The millennium problem
On the road to foreseeing complex Ethereum transactions outcome
There are two different types of transactions in Ethereum: simple value transfers and contract executions. I will refer to the latter as complex transactions in this article. A value transfer just moves Ether from one account to another. If, however, the recipient of a transaction is a contract account with associated EVM (Ethereum Virtual Machine) bytecode — besides transferring any Ether — the code will also be executed as part of the transaction.
Contracts code is most of the time written in solidity — and then compiled to EVM bytecode which is a binary representation of EVM opcodes. Opcodes are instructions that execute on the Turing-complete EVM, which makes Ethereum the first world computer.
If complex transactions are the foundation for a decentralized future, they raise significant security concerns. Contracts can call themselves incredibly often, generating internal transactions, which makes them quite unpredictable. What if one of that calls reaches a scam contract? What if the overall transaction fails for blurry reasons, burning all the gas for nothing?
Overall losses caused by DeFi exploits on Ethereum counts in billion of dollars. Enough to legitimate those “what if” statements and start bringing more security to the ecosystem.
How to maximize people’s confidence when signing complex transactions? How this guardian angel tool would work in an ideal world?
Contract Code Review
Smart contract owners usually have their contracts verified.
The tool could already raise a warning when interacting with an unverified contract.
If smart contracts are wild beasts that need to be tamed, we can’t blame them for hiding: their code is usually public on Etherscan, and the compiled version always is.
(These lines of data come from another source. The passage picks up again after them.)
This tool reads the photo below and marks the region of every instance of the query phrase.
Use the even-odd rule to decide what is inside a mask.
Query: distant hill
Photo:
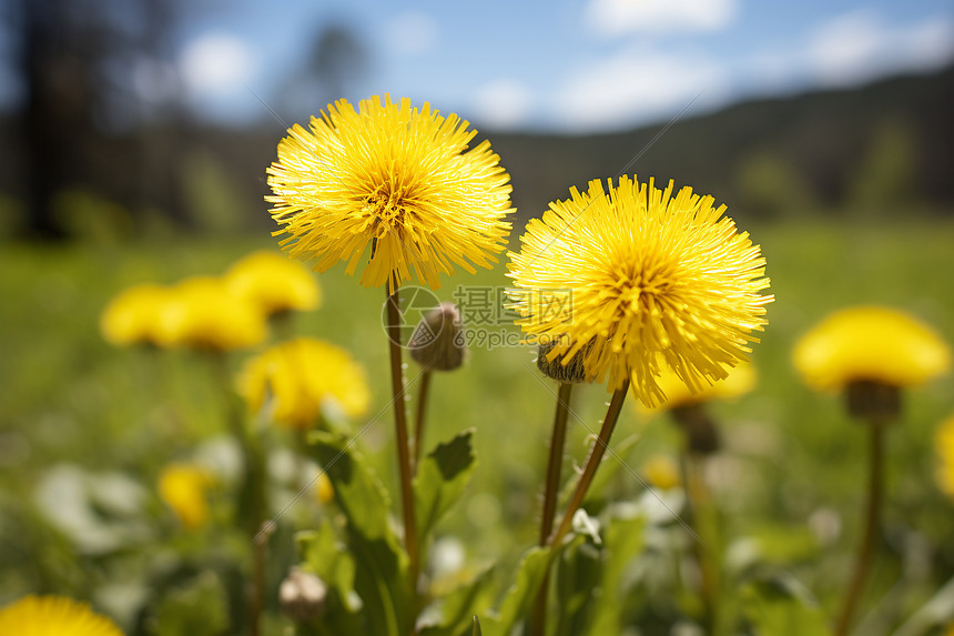
[[[615,134],[488,133],[510,172],[520,216],[539,215],[570,185],[638,174],[691,184],[741,219],[806,209],[900,206],[954,213],[954,67],[849,90],[759,99],[724,110]],[[265,168],[284,134],[277,122],[254,130],[138,130],[91,144],[75,185],[134,213],[162,210],[203,225],[204,209],[237,225],[270,223]],[[659,135],[658,139],[657,135]],[[654,140],[656,139],[656,140]],[[653,142],[654,140],[654,142]],[[69,138],[64,137],[64,143]],[[16,117],[0,119],[0,195],[23,195]]]
[[[691,184],[727,202],[734,215],[751,216],[761,211],[737,204],[753,199],[743,192],[751,185],[740,168],[749,165],[749,180],[758,180],[760,169],[752,164],[760,160],[786,171],[793,181],[786,189],[805,189],[805,198],[823,206],[863,200],[853,192],[867,188],[862,172],[880,180],[894,170],[909,173],[899,175],[906,181],[899,184],[900,194],[954,212],[954,67],[850,90],[747,101],[678,121],[652,143],[663,125],[591,137],[490,139],[510,170],[515,203],[531,215],[565,199],[570,185],[585,189],[591,179],[626,172]],[[902,161],[910,165],[879,165]],[[769,169],[768,176],[775,172]]]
Reviewing the solidity code associated with a smart contract, parsing the functions being called, and summarizing any risky function calls to the user could be an interesting first step for our intelligent security tool. You surely want to avoid unintentional setApprovalForAll call. Unfortunately, this approach is not practical since function names can be disguised or a contract can call another contract to obscure what is happening.
Security tool used Reading on a (too)-smart contract
Smart Contract metadata checks 💁♂
A more “social engineering” approach is a better way to secure complex transactions. If the contract has been freshly deployed on-chain or if it’s the first time the user calls it, you might want to raise severe warnings. But it’s not enough. Again, the destination contract could be an angel interface that calls evil scam contracts under the hood.
Complex transaction simulation
The only way to fight against internal contract calls is to dry-run the complex transaction on the latest blockchain state trie to analyze the exact EVM opcodes executed in a specific context like the latest block.
Because the block where the transaction will be mined is unpredictable and the outcome of a transaction depends on it — amongst the contract code and the transaction parameter — the zero risk can’t exist. Still, mixing the above-mentioned web3 checks with a smart transaction simulation would significantly reduce it.
This way, we can trace all the internal contract calls, check their input/output, deduce the final account balance and spot any contract call that grants approval to other contracts.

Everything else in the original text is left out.